Frankfurt/Main, jedem nationalen und sozialistischen Aktivisten bekannt, als die Stadt, in der graue und eintönige multikulturelle Einfalt das Bild der Stadt dominiert. Als die Stadt, in welcher ekelhafte kapitalistische Zustände herrschen und niemand sich dagegen sträubt. In welcher der Unterschied, zwischen Arm und Reich kaum woanders so hoch ist innerhalb der BRD. Zwischen Migranten- Ghettos und Bankentürmen, Alkoholikern am Kiosk und Junkies im Park, ist ein Schandfleck herangewuchert, welcher unvorstellbare und äußerst menschenfeindliche Ausmaße angenommen hat.
Aber trotz allem, scheint es in Frankfurt/Main, Widerstandskämpfer zu geben, die nicht alles unreflektiert lassen, was um sie herum geschieht. Die trotz der Resignation, trotz der kapitalistischen Realitäten und des grauen und bedrohlichen multikulturellen- Alltags nicht aufgegeben haben.
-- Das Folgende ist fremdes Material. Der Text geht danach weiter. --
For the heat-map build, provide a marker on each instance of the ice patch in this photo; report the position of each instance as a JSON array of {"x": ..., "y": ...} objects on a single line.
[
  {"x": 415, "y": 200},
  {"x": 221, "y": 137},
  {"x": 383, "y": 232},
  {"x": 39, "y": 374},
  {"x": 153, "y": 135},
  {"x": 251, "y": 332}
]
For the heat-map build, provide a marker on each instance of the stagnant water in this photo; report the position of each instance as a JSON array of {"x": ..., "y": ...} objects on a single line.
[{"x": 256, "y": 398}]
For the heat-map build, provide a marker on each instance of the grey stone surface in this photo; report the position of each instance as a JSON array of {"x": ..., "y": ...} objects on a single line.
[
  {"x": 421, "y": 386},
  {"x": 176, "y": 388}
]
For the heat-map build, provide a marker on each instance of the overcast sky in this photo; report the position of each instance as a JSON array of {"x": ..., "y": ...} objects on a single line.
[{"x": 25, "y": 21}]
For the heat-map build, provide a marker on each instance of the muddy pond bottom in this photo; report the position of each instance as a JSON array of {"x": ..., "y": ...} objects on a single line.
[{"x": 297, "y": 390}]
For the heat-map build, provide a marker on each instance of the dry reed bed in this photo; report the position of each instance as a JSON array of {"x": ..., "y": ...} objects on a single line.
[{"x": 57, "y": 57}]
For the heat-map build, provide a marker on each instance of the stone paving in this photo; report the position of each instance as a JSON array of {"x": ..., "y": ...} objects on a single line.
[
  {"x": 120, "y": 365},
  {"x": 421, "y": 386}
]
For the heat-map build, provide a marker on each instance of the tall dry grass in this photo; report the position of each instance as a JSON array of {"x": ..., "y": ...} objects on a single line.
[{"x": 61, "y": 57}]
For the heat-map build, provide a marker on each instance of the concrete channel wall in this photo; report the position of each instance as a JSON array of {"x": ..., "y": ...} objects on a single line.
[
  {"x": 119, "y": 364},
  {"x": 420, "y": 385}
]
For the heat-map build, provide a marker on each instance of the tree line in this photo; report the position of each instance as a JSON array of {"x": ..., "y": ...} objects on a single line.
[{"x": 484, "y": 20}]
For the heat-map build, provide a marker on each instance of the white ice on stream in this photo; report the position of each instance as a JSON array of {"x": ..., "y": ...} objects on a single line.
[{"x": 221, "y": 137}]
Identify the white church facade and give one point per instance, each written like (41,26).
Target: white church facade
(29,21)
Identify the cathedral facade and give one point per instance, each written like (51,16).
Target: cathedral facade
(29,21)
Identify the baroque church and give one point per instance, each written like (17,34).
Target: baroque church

In mehreren Unterführungen und an Mauern, im Frankfurter Stadtteil "Eschersheim" haben Aktivisten, an den durch die Alliierten feige ermordeten Rudolf Heß erinnert.
Durch Sätze wie "Rudolf Hess wurde feige ermordet" oder "Mord an Rudolf Hess" haben sie auf die Tatsache hingewiesen, dass er nach 46 Jahren Haft im Spandauer- Gefängnis ermordet wurde.